When he turned back, both Gavin and Dugald were standing there gaping. He was breathing hard. When he had caught his breath, he said, “The fall won’t kill him. I can run faster than this train is moving.” He took another breath. “I have to go back.”
“Go back for what?” Dugald demanded, angry and baffled at the same time.
There wasn’t time to explain, and Alex didn’t want Dugald to know that Mahri had left the train. He would insist on going with him.
“There was trouble at the station,” he said. “Stick to our plan, and if we don’t meet up in Aberdeen, look for me in Feughside.”
He opened the carriage door, waited until the train was passing a bank of broom, and jumped. His teeth jarred, the wind was knocked out of him, but there were no bones broken. When he got to his feet, he dusted himself off. He was still wearing the uniform of the Queen’s Guard.

Break your journey in Aboyne.

The old witch must be laughing her head off.
Fifteen
She’d taken a brutal knock on the head, and she wakened, disoriented and nauseated, to find that she was slung over the back of a horse with her hands and legs tied to the saddle.

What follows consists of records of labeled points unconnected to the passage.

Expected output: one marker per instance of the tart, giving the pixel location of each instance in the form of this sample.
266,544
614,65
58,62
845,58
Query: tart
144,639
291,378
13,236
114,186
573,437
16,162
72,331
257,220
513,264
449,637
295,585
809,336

Logical thought came back slowly. She remembered the train, the platform at Aboyne, her shock of recognition when she caught sight of Murray. She’d taken a lightning impression of his accomplices and knew at once that these men were not members of the Demos she knew. Like Murray, they were hard-faced, sharp-edged mercenaries. Dear God, how far had her father sunk?
She thought of Alex, and panic swelled in her chest till she could hardly breathe. She remembered the shot she’d heard coming from his carriage. The thought that they might have killed him was too horrible to be borne. She wouldn’t believe it. She refused to believe it. It would take more than these hard-faced louts to get the better of him.
Alex is alive.
She repeated the words over and over like a litany. Alex was alive, and he would come for her.
In the meantime, all she could do was take the measure of the men who had abducted her so that she could even the odds when the time came. No sooner had the thought occurred to her than she began to question her sanity. Who did she think she was fooling? She was defenseless, a sitting duck, making grandiose plans she hadn’t a hope of carrying out. At the station, she’d made a muck of things. She could have shot one of them, maybe two, but people got in her way—passengers, vendors, and newspaper boys—and she wouldn’t risk hitting innocent people, so she’d taken to her heels with some wild idea of drawing them off to save her friends.
She’d chanced one look back and had seen one of the thugs enter Alex’s carriage. When she’d heard the shot, she’d turned back. That was when Murray had felled her with a mighty blow to the side of the head.
She blinked rapidly to clear the haze from her eyes. When the haze did not clear, it came to her that it was, in fact, one of those capricious Highland mists that was rising from the ground and draping everything in its way in a translucent shroud.